Caro Lorenzo, per quanto mi riguarda conta eccome. Non voglio dire che si debbano mandare testi miniati con copertine di marmo o in pelle di pitone. Però attraverso il tuo manoscritto stai presentando anche te stesso, e a un colloquio di lavoro non andresti mai in pigiama, no? La prima impressione è importante e lo dimostra il fatto che i lettori sempre più spesso vengono conquistati dalle copertine dei libri, se non addirittura dalle famigerate fascette. Un editore è innanzitutto il tuo primo lettore esterno e quindi dagli qualcosa che sia piacevole da vedere, che possa attrarlo o almeno renderlo bendisposto. La sciatteria va evitata, così come le immagini pescate su Internet e l’uso di font improbabili tipo il Comic Sans (orrore, orrore!).

About Andrea Malabaila

Sono nato a Torino nel 1977. Ho pubblicato "Quelli di Goldrake" (Di Salvo, 2000), "Bambole cattive a Green Park" (Marsilio, 2003), "L'amore ci farà a pezzi" (Azimut, 2009), "Chi ha ucciso Bambi" (Historica, 2011). Nel 2007 ho fondato la casa editrice Las Vegas edizioni. Sullo Starbooks potete scaricare gratis "Bambole cattive a Green Park" (http://starbooks.it/2011/10/26/bambole-cattive-a-green-park/).


7 Comments

  1. Gli aspiranti scrittori di solito non pagano :-)

  2. Beatrice da Vela

    Dovrei mettere a frutto i miei sudati apprendimenti con LaTex e InDesign per proporre servizi agli aspiranti scrittori? XD

  3. Della serie, se non ci cavate gli occhi è meglio.

    • In effetti ci sono anche quelli che per non sprecare carta usano caratteri in corpo 4.

      • Io amavo molto il garamond, grandezza 14. Era bello tondo, non aveva nessuna controindicazione tipo ‘sembri una cretina a usarlo’ e aveva anche una sua armonia.

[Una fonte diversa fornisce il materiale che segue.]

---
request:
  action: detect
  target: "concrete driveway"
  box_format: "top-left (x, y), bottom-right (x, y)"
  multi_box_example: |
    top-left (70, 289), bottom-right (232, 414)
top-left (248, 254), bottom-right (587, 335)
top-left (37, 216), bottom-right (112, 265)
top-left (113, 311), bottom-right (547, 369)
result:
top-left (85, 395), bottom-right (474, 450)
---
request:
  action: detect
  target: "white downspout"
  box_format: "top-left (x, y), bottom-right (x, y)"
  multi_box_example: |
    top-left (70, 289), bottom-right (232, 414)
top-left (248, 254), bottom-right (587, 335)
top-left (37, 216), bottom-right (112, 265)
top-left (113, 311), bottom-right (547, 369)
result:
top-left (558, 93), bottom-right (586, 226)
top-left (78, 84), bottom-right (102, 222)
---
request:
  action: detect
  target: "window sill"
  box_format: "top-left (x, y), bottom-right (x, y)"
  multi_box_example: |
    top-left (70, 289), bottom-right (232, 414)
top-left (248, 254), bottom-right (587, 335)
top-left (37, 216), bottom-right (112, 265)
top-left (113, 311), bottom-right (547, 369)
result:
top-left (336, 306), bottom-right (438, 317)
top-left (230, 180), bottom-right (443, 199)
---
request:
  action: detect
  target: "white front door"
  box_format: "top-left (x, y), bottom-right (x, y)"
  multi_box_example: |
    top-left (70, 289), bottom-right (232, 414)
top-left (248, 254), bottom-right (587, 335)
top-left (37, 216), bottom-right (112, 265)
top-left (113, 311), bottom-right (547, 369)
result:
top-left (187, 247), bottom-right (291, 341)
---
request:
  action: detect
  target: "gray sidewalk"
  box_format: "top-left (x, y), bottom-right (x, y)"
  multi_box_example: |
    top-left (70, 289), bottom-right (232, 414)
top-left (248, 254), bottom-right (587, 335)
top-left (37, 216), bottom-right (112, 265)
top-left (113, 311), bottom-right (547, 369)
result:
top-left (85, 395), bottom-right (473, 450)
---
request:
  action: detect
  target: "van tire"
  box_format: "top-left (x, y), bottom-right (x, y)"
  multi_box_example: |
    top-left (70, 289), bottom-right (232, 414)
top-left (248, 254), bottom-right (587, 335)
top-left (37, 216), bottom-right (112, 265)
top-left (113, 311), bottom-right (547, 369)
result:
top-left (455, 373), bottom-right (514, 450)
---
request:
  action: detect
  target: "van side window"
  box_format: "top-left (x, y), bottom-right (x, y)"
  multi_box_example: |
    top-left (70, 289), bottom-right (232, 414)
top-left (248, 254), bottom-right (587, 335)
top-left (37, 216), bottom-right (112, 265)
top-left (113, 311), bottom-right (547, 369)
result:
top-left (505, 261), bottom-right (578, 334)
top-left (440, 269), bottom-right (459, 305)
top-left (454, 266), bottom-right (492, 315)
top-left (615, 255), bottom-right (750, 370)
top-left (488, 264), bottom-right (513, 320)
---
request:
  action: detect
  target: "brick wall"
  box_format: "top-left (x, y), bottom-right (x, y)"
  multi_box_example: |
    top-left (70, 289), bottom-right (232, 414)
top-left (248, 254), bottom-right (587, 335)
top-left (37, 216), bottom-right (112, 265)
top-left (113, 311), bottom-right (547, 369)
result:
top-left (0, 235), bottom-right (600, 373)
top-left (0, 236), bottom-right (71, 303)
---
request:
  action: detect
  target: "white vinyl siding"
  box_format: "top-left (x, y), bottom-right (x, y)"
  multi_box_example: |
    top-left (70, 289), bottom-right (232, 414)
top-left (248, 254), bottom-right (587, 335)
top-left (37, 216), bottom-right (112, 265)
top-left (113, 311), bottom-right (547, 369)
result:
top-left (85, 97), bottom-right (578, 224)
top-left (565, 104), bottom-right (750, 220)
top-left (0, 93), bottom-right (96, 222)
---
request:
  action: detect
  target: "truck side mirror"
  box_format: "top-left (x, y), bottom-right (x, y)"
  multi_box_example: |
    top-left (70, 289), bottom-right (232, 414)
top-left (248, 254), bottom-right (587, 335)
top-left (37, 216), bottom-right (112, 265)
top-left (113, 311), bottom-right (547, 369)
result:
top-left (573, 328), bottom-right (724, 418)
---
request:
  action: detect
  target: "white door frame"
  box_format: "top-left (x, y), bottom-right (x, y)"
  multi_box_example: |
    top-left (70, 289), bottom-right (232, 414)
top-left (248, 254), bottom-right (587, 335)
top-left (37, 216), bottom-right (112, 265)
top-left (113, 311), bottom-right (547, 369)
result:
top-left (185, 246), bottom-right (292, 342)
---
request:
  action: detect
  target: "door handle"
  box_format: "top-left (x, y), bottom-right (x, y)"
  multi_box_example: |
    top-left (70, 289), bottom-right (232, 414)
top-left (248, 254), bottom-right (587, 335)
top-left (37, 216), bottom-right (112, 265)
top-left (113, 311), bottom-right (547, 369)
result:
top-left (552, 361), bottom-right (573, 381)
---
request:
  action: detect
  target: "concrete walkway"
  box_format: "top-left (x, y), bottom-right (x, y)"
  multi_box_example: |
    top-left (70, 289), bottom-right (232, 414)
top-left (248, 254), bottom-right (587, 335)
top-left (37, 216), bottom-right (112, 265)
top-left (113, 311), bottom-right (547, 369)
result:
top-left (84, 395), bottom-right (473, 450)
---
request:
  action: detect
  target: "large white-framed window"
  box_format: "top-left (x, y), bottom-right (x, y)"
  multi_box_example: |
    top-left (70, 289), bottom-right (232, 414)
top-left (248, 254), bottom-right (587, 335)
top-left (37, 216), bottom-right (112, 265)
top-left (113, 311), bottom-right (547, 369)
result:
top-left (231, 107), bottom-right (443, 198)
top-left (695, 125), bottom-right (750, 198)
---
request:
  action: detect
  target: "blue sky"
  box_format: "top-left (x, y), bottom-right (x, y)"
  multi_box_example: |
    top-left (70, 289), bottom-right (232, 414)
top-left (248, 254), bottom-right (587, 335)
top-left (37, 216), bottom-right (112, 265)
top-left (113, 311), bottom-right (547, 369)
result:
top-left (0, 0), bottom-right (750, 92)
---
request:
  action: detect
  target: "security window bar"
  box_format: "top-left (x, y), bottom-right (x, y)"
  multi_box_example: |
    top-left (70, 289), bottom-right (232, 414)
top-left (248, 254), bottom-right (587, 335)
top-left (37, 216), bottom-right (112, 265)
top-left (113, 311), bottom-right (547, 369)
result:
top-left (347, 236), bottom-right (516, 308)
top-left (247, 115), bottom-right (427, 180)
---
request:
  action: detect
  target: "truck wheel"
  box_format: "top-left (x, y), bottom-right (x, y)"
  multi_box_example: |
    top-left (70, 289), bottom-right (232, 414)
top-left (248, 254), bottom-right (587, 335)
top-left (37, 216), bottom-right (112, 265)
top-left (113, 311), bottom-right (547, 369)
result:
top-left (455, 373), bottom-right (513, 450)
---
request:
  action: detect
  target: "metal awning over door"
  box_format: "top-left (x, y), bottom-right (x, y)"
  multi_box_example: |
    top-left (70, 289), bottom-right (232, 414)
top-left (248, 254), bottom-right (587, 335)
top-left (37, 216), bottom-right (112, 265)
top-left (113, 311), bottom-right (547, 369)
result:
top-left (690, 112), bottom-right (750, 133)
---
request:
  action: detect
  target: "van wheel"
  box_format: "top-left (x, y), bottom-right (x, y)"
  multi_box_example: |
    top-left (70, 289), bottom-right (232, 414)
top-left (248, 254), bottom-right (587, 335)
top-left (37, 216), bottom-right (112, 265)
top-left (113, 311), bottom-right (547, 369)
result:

Dici che è accettabile, signor editore?
        (a proposito, anni fa mi insegnarono a mettere in copertina il titolo, centrato, il nome e in basso a sinistra i recapiti dell’autore. E niente rilegatura. Era un buon consiglio o meno chi me lo elargì?)

        • Il Garamond è il carattere dei libri Las Vegas, quindi ottimo ;-)
          Per la copertina bene, per la rilegatura preferisco una rilegatura semplice (in modo da non perdere fogli ma neanche metterci un’ora a smontare il libro).